Każdy dostawca tego typu usług zapewnia, że są one bezpieczne. Owszem, nie ma raczej szans na to, żeby ktoś tak łatwo włamał się na chmurowe dyski z zewnątrz, tzn. przypuszczając atak na wirtualne serwery Apple, Google czy Dropboxa. Sprawa wygląda jednak zupełnie inaczej jeżeli chodzi o pojedyncze konta.
Włamanie? Prościzna!
Wojtek Pietrusiewicz na blogu MakoweABC opisuje jak w pięciu krokach można włamać się do chmury. Jakiejkolwiek. Wystarczy tylko poznać login do konta w chmurze. "Jest to łatwiejsze niż Wam się wydaje" - pisze bloger i publicysta magazynu "iMagazine".
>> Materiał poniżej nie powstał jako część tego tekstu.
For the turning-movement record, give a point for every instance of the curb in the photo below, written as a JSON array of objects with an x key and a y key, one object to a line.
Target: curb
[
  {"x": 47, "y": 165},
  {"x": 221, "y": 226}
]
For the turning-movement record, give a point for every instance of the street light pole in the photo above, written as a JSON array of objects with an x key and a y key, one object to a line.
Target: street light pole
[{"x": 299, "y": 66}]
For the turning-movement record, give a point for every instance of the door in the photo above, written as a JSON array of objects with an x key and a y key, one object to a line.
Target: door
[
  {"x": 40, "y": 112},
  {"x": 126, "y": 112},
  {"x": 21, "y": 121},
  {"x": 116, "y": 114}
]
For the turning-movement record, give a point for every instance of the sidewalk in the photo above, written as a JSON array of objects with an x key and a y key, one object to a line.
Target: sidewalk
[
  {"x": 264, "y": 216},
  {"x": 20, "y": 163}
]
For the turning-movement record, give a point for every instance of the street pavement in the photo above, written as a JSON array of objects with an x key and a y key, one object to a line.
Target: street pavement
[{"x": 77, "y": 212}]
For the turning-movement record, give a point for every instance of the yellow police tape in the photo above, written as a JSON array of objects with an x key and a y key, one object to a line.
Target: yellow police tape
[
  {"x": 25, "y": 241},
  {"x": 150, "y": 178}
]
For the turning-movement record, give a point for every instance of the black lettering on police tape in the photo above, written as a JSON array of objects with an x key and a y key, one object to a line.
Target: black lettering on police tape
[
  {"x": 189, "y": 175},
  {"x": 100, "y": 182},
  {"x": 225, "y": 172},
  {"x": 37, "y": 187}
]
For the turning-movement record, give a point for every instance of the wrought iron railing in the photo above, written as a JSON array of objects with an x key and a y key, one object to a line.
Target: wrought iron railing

Kiedy już haker pozna login to udaje się na stronę logowania do iClouda od Apple czy innej chmury. Wpisuje login i korzysta z opcji "zapomniałem hasła". Potem odpowiada na proste pytanie typu "jaka jest twoja data urodzenia?" czy "jak ma na imię twoja sympatia?". Znów, znalezienie odpowiedzi na takie pytania na Facebooku czy Twitterze wcale nie jest takie trudne. Sami spójrzcie na swoje osie czasu i zobaczcie ile informacji o sobie udostępniacie publicznie.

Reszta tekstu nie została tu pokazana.